Des disparités géographiques
Les résultats de l’étude montrent qu’il n’existe pas de seuil d’inhalation sans danger. Bien que la proportion de personnes exposées au tabagisme passif ait diminué de 22 % entre 1990 et 2023, le nombre total d’exposés est resté stable à l’échelle mondiale. Cependant, ce chiffre a considérablement augmenté en Afrique subsaharienne, en Afrique du Nord et au Moyen-Orient, principalement en raison de la croissance démographique. Les femmes et les enfants sont particulièrement vulnérables, avec des taux d’exposition plus élevés en Asie du Sud-Est, en Asie de l’Est et en Océanie.
Les fumeurs passifs inhalent deux types de fumées : celle émanant des produits du tabac et celle expirée par les fumeurs. La fumée de l’extrémité incandescente est plus toxique, contenant des concentrations élevées de composés cancérigènes.

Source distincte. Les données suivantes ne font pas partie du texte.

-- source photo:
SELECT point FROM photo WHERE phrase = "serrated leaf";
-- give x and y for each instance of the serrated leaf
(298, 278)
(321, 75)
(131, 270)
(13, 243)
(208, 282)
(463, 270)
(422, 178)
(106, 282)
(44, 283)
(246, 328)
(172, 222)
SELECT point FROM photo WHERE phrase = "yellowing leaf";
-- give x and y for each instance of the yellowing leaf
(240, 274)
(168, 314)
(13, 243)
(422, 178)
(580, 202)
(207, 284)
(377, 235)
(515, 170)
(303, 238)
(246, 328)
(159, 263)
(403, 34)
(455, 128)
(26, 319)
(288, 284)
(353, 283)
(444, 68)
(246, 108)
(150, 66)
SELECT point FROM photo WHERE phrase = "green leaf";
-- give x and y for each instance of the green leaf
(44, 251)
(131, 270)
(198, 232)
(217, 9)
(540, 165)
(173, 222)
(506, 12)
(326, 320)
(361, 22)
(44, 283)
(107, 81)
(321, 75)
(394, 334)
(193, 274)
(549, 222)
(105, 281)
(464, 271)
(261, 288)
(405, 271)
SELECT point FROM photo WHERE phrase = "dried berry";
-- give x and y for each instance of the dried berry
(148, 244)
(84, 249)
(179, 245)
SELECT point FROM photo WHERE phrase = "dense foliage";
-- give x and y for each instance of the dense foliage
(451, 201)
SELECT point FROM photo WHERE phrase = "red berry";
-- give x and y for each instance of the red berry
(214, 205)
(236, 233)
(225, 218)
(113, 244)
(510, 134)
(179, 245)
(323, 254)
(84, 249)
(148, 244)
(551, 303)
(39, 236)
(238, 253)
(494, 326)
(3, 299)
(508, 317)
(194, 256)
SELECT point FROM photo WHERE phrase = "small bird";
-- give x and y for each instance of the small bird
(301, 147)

Maladies cardiaques et infections pulmonaires
Le tabagisme passif a également entraîné une perte estimée de 44,8 millions d’années de vie en bonne santé au niveau mondial, principalement à cause de cardiopathies ischémiques. Les infections pulmonaires chez les enfants constituent la principale cause de dommages liés au tabagisme passif, tandis que les maladies cardiovasculaires représentent le fardeau le plus important tous âges confondus. En 2023, 5,15 millions d’enfants ont souffert d’infections des voies respiratoires en raison de l’exposition au tabagisme passif.